My rant about strobing really is more about in the monitor space Oh, but I feel like a thoroughly different type of display would do better, especially since they want to do varifocal now.
The reason Quest 2 looks good in that video is because he has “Link Sharpening” on while he probably isn’t using AMD CAS for the 5KS or 8KX…add AMD CAS sharpening and you’ll see the difference.
@NextGenVR were you using any sharpening in the 8KX/5KS?..definitely makes a difference, especially with an Index, it’s basically an HMD upgrade since it’s so much more clean looking… Quest 2 with Link Sharpening is almost oversharpened, but it makes things very clean.
I’ve always thought the q2 and 8kx had good displays that looked about the same clarity wise (and iirc their ppd values are v similar), i thought the q2 had the best binocular overlap, 3D effect was excellent, i’d seen in a hmd i’d used. I’ve never tried a 5k so can’t comment on it.
I’m not familiar with link sharpening. How do you enable it in Pimax headsets?
For quest 2 I used 1.0 render quality at 90hz but 150% supersampling in steam.
Link Sharpening is probably already enabled in your Oculus debug tool. This has nothing to do with Pimax headsets:
You’re showing non-sharpened images in the Pimax captures vs sharpened in Quest 2 which is why people are saying Quest 2 looks better than expected.
Sharpening via SteamVR can be done in different ways, and some games already have this in their settings (Wanderer for example under FidelityFX). Also, if you load up the Quest2 via SteamVR you’ll be combining the sharpening together, so you should disable CAS when using Quest 2 on SteamVR (or better yet disable Link Sharpening to have the same sharpening effect between all headsets).
I used to use this:
You can toggle it on/off easily using the End key. A quick test would be looking at the ground in the Beat Saber menu and realize how much more detail is has with a little bit of sharpening.
Or the full release in Reshade (here is the page describing the VR release/usage, but this isn’t the latest release):
Latest release of Reshade is here https://reshade.me/
Not all games will work so I use something from a different dev: Installation | reshade-vrtoolkit for HL:Alyx
You can also just shut off Link Sharpening to compare easier but it’s worth looking into sharpening for SteamVR headsets.

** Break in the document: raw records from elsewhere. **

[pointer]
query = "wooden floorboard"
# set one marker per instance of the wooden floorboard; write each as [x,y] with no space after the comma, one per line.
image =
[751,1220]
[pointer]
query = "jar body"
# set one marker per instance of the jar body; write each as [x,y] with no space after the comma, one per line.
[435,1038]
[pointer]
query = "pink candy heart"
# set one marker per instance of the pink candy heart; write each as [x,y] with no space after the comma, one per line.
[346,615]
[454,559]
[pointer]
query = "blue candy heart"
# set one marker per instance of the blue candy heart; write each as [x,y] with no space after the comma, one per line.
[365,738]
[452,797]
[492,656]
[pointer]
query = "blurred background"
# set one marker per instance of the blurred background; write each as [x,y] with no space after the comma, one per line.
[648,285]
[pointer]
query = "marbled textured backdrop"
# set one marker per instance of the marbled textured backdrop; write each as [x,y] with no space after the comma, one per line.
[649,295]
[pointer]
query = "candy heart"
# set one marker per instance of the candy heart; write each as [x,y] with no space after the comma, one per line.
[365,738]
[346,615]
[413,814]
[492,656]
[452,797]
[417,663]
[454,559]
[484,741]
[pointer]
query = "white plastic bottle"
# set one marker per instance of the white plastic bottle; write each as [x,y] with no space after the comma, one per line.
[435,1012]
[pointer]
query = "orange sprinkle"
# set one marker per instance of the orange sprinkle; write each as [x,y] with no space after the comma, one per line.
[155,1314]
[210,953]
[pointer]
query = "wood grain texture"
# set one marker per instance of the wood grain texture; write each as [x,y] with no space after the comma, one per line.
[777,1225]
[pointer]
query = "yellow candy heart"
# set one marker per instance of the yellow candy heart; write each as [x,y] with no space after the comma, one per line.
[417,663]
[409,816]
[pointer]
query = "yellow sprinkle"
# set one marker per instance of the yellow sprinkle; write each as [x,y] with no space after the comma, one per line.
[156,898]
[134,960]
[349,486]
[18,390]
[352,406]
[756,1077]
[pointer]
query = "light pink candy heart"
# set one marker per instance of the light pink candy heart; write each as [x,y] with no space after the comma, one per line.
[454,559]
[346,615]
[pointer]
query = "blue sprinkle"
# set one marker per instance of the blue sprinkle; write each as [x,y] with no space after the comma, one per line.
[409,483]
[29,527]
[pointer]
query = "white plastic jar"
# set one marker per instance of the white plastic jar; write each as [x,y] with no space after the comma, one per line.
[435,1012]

I’m surprised you don’t know about this. Most people say sharpening makes things look worse on flat displays, and I’d agree, but this version of CAS (contrast adaptive sharpening) works amazing for VR without any overly sharpened effects. You have to try it yourself and tweak the values (sometimes I go up to 3.5 in some games with an Index ). Some games already have this built in, like Wanderer (it’s called FidelityFX)
Basically, your video is showing Quest using an image like #2 while the Pimax capture is showing the game like #1.